I picked up this DVD some 30-years ago in Kim's
Video store in NYC. It turned out to be a Region 2 disc which at the time
I could not play. So, it sat alone, frustrated and forgotten for years till
I figured out how to rip films and was able to do that with any Region. At
the time I bought it, I was under the impression that this had a very good
reputation as one of Peter Seller's better films. It turns out I was wrong
about that. It is generally slammed loudly like the door of a spurned lover.
For a comedy, looking for laughs is hard to find but I still found the film
intriguing and oddly pleasant. It has a European flavor that appealed to
me. The setting in Barcelona or make that Barthalona gives it that feel but
so does the wisp of a plot that is sexy and silly.

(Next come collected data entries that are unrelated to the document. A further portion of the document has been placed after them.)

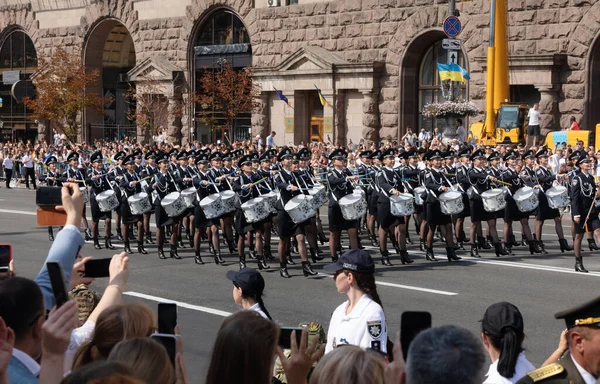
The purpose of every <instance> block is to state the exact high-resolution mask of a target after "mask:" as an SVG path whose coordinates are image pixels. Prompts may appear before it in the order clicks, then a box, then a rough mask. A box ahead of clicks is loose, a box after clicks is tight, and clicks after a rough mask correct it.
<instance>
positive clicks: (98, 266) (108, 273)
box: [84, 257, 112, 277]
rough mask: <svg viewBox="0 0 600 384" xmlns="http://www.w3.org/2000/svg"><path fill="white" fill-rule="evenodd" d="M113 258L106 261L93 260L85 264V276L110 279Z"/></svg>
mask: <svg viewBox="0 0 600 384" xmlns="http://www.w3.org/2000/svg"><path fill="white" fill-rule="evenodd" d="M111 260H112V258H110V257H107V258H106V259H92V260H90V261H88V262H87V263H85V265H84V268H85V271H84V274H85V277H109V276H110V272H109V267H110V262H111Z"/></svg>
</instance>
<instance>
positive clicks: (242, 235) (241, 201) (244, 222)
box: [233, 152, 269, 270]
mask: <svg viewBox="0 0 600 384" xmlns="http://www.w3.org/2000/svg"><path fill="white" fill-rule="evenodd" d="M254 159H256V160H258V154H257V153H256V152H255V153H254V154H251V155H245V156H242V157H241V158H240V159H239V160H238V163H237V164H238V167H239V168H240V169H241V170H242V174H241V175H240V176H239V177H237V178H236V181H235V183H234V184H233V190H234V191H235V192H237V193H238V194H239V195H240V202H241V203H242V204H243V203H245V202H247V201H249V200H251V199H254V198H256V197H259V196H260V192H259V191H258V186H257V185H255V183H256V182H257V181H258V180H260V179H259V178H258V175H257V174H256V173H253V172H252V160H254ZM266 220H268V217H267V219H266ZM263 230H264V220H261V221H259V222H256V223H248V221H247V220H246V216H245V215H244V211H243V210H242V209H238V210H236V212H235V231H236V232H237V234H238V243H237V248H238V255H239V257H240V269H243V268H246V255H245V253H244V242H245V241H244V240H245V238H246V234H248V233H253V234H254V240H255V244H256V261H257V262H258V269H261V270H262V269H268V268H269V266H268V265H267V262H266V261H265V259H264V257H263V240H262V234H263Z"/></svg>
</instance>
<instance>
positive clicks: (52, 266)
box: [46, 261, 69, 308]
mask: <svg viewBox="0 0 600 384" xmlns="http://www.w3.org/2000/svg"><path fill="white" fill-rule="evenodd" d="M46 267H47V268H48V275H49V276H50V284H51V285H52V293H53V294H54V301H56V307H57V308H58V307H60V306H61V305H63V304H64V303H66V302H67V301H69V295H68V294H67V289H66V288H65V277H64V276H65V275H64V274H63V271H62V267H61V266H60V264H58V263H57V262H54V261H49V262H47V263H46Z"/></svg>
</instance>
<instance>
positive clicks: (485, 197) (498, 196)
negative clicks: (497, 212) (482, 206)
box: [481, 188, 506, 212]
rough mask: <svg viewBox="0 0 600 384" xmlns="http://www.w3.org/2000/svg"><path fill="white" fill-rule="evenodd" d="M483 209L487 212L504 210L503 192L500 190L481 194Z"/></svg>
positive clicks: (481, 199) (505, 206)
mask: <svg viewBox="0 0 600 384" xmlns="http://www.w3.org/2000/svg"><path fill="white" fill-rule="evenodd" d="M481 200H483V209H485V210H486V211H487V212H498V211H501V210H503V209H504V208H506V199H505V198H504V191H503V190H502V189H500V188H494V189H490V190H487V191H485V192H483V193H482V194H481Z"/></svg>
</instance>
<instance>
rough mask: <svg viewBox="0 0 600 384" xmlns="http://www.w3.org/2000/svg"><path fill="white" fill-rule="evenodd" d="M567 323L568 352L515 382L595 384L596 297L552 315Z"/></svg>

Olimpia is a gold digger par excellence.
She has one man giving her a Maserati, another a Porsche and the keys to
his apartment which he is no longer allowed to enter. They adore her and
want to smother her with kisses but she is always looking for a target higher
up on the food chain. She is played by Britt Ekland who at the time was married
to Sellers and simply looks scrumptious. Men are movable pieces to her and
she and her maid are chess players of love. Into this walks a poor singing
matador of small talents but large ambitions. Juan Batista. He announces
to a club owner that I will gladly perform in your club. I sing before the
bull fight, after and during. The impresario (Adolfo Celi) will only hire
him if he is able to seduce Olimpia in three days.
Juan embarks on a brilliant campaign full
of deception, charm, alcohol, fast talk to con her into thinking she has
hit the big time - not with him - but the man he represents - the Count.
Royalty. It really isn't a comedy - more a seduction that plays out as absurd.
Sellers plays it straight-ish - just solemnly telling her lie after lie -
and his abject apologies for the rudeness of the Count are clever. They intersperse
other items into the narrative - a lengthy flamenco dance, a visit to a love
nest where Sellers sings The Girl from Barcelona and of course his comeuppance.
I expect people will go into a Seller's film expecting Pink Panther like
comedy and are quite disappointed that the laughs here are fewer than in
a Godard film. Perhaps it started off as a comedy but somewhere along the
way it becomes a bittersweet portrait of a man.